ROANOKE TIMES

                         Roanoke Times
                 Copyright (c) 1995, Landmark Communications, Inc.

DATE: WEDNESDAY, July 18, 1990                   TAG: 9007180407
SECTION: EDITORIAL                    PAGE: A-6   EDITION: METRO 
SOURCE: 
DATELINE:                                 LENGTH: Short


PULASKI TEST

VIRGINIA'S reinstitution of a major work-release program for non-violent prison inmates is one way to reduce the likelihood of a return to crime after they're released. But it's only one piece of the picture.

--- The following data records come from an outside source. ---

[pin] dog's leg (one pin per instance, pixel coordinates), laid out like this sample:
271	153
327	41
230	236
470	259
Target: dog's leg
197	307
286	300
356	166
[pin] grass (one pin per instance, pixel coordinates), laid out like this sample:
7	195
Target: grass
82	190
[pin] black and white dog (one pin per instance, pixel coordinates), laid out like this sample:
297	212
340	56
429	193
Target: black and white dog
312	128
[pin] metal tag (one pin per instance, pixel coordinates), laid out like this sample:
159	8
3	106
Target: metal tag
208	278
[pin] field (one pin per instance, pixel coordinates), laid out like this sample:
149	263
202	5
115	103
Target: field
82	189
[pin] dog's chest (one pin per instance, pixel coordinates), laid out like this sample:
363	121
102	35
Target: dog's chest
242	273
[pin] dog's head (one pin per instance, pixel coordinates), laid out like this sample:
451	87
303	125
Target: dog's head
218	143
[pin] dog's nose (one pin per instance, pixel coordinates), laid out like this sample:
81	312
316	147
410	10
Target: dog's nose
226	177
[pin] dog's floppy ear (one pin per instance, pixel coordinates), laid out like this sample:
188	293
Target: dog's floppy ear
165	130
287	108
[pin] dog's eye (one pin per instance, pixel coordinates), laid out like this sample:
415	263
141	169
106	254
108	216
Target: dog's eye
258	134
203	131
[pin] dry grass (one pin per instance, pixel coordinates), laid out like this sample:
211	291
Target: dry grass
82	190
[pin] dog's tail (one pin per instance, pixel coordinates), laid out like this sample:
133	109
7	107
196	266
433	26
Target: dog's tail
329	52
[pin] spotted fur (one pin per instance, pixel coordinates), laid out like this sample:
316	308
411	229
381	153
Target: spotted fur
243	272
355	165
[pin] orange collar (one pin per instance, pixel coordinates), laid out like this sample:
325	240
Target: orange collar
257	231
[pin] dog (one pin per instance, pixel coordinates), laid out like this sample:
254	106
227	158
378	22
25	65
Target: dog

From the newly expanded Pulaski Correctional Unit No. 1 near Dublin, for example, comes news of another piece: a program to break offenders of the drug (including alcohol) addictions that helped land many in prison in the first place.

Such programs are not to new Virginia's prisons, but they are woefully few. The one at the Pulaski Unit is experimental in that it's run by an outside agency, the Substance Abusers Service of the New River Valley Community Services Board. If it works, it suggests a method for expanding in-prison drug-treatment efforts more speedily.

If success is defined as a 100-percent recovery rate, the program is doomed to failure. But if success is defined more modestly, as avoiding for some offenders what otherwise would be an almost-certain return to crime, the program holds out a good measure of hope.